De arabische liga en hun totale apathie is een schandvlek op het Midden Oosten. Niet dat ze dat iets kan schelen, $$$$$'s daar gaat het om!
Er wordt nog steeds - na jaren van hevig conflict - onvoldoende gedaan voor de vele slachtoffers. Slachtoffers van geweld maar nog meer slachtoffers van het onbegrijpelijke gevoel er niet toe te doen - in de steek gelaten, machteloos. En dat is onverantwoord. In elk mogelijk opzicht. Want hoe kunnen we - als mens, als overheid, als maatschappij - verwachten dat een volk vreedzaam, in respect en ethisch besef, een land verandert dat geheerst wordt door bruut dictatoriaal gezag in een democratische rechtstaat met enkel mooie woorden? Wat doen wij om hun te helpen die verandering teweeg te brengen? Voorkomen we de gifgasaanvallen? Stoppen we de wapenhandel? Ontfermen we ons over vluchtelingen? Lopen we mee in hun strijd? Nee. We spreken mooie woorden. Hoe lang houden de vredesactivisten en humanitaire strijders het nog vol als hun witte vlaggen bedolven in het bloed met enkel mooie woorden in de kranten worden omschreven, in de parlementen worden besproken of met poëtische tranen naar hun graf worden gedragen? Vinden we het vreemd, dat telkens meer burgers zich aansluiten bij de gewapende opstandelingen? Ik was in Syrië. Een dag na de gifgasaanval in Damascus stak ik de grens over. Via Azaz en Al Bab reisde ik naar Aleppo. Ik sprak met hulpverleners, vrouwen, kinderen, vaders, moeders, activisten, leraren, soldaten, ondernemers en handelaren – in olie, groente, graan... en wapens. “Hoe lang nog?” vroegen ze. “Hoe lang houden we het nog vol?”. “Tegen het regime?” vroeg ik? “Nee” zeiden ze. “Tegen de stemmen in ons hoofd die zeggen dat het hopeloos is wat we doen. Dat we machteloos zijn met onze humanitaire hulp. Dat we onze kinderen niet kunnen beschermen door ze naar school te sturen – waar ze worden gebombardeerd. Dat ouderen niet geholpen zijn met brood en schoon drinkwater terwijl er niemand is die hun bewaakt. Dat we onze families niet meer kunnen onderhouden door graan te verbouwen en te verkopen op de markt want met graan kan je niet schieten op de soldaten die vrouwen afslachten. Hoe lang kunnen we onze kinderen nog antwoord geven als ze vragen ‘mama, wat is vrijheid als ik niet naar buiten durf?’ en ‘papa, waarom mag ik me niet aansluiten bij de gewapende strijders om mijn resterende zusje te beschermen?’. Hoe lang houden we het nog vol voordat we ons overgeven aan de wapens?” Daar stond ik dan – in Syrië. Met een beetje humanitaire hulp, een camera en een bek vol tanden. Maar ik stond er wel.

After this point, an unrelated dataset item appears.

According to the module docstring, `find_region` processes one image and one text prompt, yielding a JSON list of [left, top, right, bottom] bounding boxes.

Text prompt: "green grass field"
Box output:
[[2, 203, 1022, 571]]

Militair ingrijpen is de enige fatsoenlijke optie. ik denk dat daar geen maatschappelijk draagvlak voor is
@ pieter en @jopie: 'Militair ingrijpen is de enige fatsoenlijke optie.' Gaan we troepen sturen tegen Assad of tegen al qaida? Of wacht, laten we de troepen 'eerlijk verdelen': de helft voor de ene kant en de helft voor de andere. @ truus: De Arabische liga zit geheel in het kamp van het (echt niet zo) vrije Syrische leger; de liga zit in de zak van Saoedi Arabie.
En waar wil jij die "fatsoenlijke optie" danwel op baseren? Jij schijnt er niet zo mee te zitten als je herhaaldelijk in dezelfde leugens trapt, is het niet? Daarom lijkt het mij duidelijk dat er voor onfatsoenlijke opties geen maatschappelijk draagvlak is.